Supersemar atau Surat
Perintah 11 Maret sampai saat ini masih menjadi sebuah teka-teki. Dokumen
negara yang sangat penting itu dikatakan menghilang bahkan sampai hari ini. Peristiwa
11 Maret ini masih menjadi misteri politik. Banyak yang mencoba menerka-nerka
tentang keberadaan dan kebenaran dokumen tersebut. Seorang Jendral yang bersih
dan jujur bahkan sebagai salah satu pelaku dari sejarah tersebut, Jendral M.
Jusuf sedikitpun tidak mau membuka mulut.

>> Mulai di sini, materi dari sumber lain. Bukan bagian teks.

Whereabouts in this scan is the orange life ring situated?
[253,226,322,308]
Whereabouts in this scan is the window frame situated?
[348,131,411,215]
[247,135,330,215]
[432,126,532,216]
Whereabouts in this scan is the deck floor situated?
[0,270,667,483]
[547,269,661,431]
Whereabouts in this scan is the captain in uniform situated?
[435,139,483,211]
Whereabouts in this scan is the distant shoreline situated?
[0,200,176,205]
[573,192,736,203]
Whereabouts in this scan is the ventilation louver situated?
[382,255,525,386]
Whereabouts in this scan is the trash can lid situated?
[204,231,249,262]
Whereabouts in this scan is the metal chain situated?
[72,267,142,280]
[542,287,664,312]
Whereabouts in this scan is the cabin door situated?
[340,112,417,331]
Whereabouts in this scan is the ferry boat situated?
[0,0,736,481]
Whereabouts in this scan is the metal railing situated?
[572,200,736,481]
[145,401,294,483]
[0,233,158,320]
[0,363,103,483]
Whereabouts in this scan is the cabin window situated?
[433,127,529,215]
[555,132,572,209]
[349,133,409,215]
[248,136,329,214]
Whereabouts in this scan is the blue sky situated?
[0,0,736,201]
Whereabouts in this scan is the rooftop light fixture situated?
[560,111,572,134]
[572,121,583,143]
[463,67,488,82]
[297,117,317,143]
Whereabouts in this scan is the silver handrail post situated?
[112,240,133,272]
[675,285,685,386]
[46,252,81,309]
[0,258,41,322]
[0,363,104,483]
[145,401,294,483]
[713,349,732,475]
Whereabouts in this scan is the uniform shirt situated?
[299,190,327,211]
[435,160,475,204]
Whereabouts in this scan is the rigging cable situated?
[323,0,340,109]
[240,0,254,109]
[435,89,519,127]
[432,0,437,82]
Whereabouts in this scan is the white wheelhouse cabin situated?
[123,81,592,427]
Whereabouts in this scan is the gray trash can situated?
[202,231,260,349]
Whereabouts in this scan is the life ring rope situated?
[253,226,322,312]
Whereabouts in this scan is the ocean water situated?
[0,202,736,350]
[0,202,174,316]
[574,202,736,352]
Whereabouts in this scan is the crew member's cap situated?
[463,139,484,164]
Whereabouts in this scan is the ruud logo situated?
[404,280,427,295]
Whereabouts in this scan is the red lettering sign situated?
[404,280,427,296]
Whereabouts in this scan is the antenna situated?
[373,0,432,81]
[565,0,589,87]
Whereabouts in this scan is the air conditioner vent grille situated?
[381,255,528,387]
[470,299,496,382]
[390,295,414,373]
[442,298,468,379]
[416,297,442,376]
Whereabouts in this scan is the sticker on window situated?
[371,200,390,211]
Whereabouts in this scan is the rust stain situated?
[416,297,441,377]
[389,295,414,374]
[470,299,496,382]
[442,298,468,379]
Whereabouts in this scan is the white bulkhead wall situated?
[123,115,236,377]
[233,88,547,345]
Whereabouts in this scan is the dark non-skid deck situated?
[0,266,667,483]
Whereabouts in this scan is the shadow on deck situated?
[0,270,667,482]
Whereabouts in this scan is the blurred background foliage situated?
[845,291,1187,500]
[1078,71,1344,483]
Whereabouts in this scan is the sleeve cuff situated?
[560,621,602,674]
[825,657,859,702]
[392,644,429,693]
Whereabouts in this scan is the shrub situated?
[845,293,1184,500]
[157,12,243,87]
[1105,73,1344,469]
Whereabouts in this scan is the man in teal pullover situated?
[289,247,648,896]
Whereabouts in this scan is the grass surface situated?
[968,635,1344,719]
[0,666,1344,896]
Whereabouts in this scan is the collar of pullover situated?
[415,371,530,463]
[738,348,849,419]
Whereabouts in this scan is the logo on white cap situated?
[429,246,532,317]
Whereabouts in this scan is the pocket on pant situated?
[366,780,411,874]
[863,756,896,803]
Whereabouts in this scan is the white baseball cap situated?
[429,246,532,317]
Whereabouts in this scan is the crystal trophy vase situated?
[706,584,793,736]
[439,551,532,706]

Sebagian kalangan sejarawan
Indonesia mengatakan bahwa terdapat berbagai versi mengenai Supersemar. Antara
lain, Supersemar dikeluarkan oleh Presiden Soekarno sebagai surat kuasa
peralihan kekuasaan dari Soekarno kepada Soeharto. Versi lain, surat Perintah Sebelas
Maret yang dikeluarkan dari Markas Besar Angkatan Darat (AD) yang juga tercatat
dalam buku-buku sejarah.
Soeharto yang saat itu menjabat sebagai Panglima
Komando Operasi Keamanan dan Ketertiban (Pangkopkamtib) diberi perintah saat itu
untuk mengambil segala tindakan yang dianggap perlu untuk mengatasi situasi
keamanan yang buruk. Yang jelas Supersemar adalah Surat
Perintah saat itu dari Presiden Sukarno kepada Jendral Suharto. Ir. Soekarno
menegaskan, bahwa Supersemar hanya menyangkut pengamanan negara, pengamanan diri
presiden, dan pelaksanaan ajaran presiden. Dan sama sekali dalam Supersemar
tidak mengatakan soal peralihan kekuasaan.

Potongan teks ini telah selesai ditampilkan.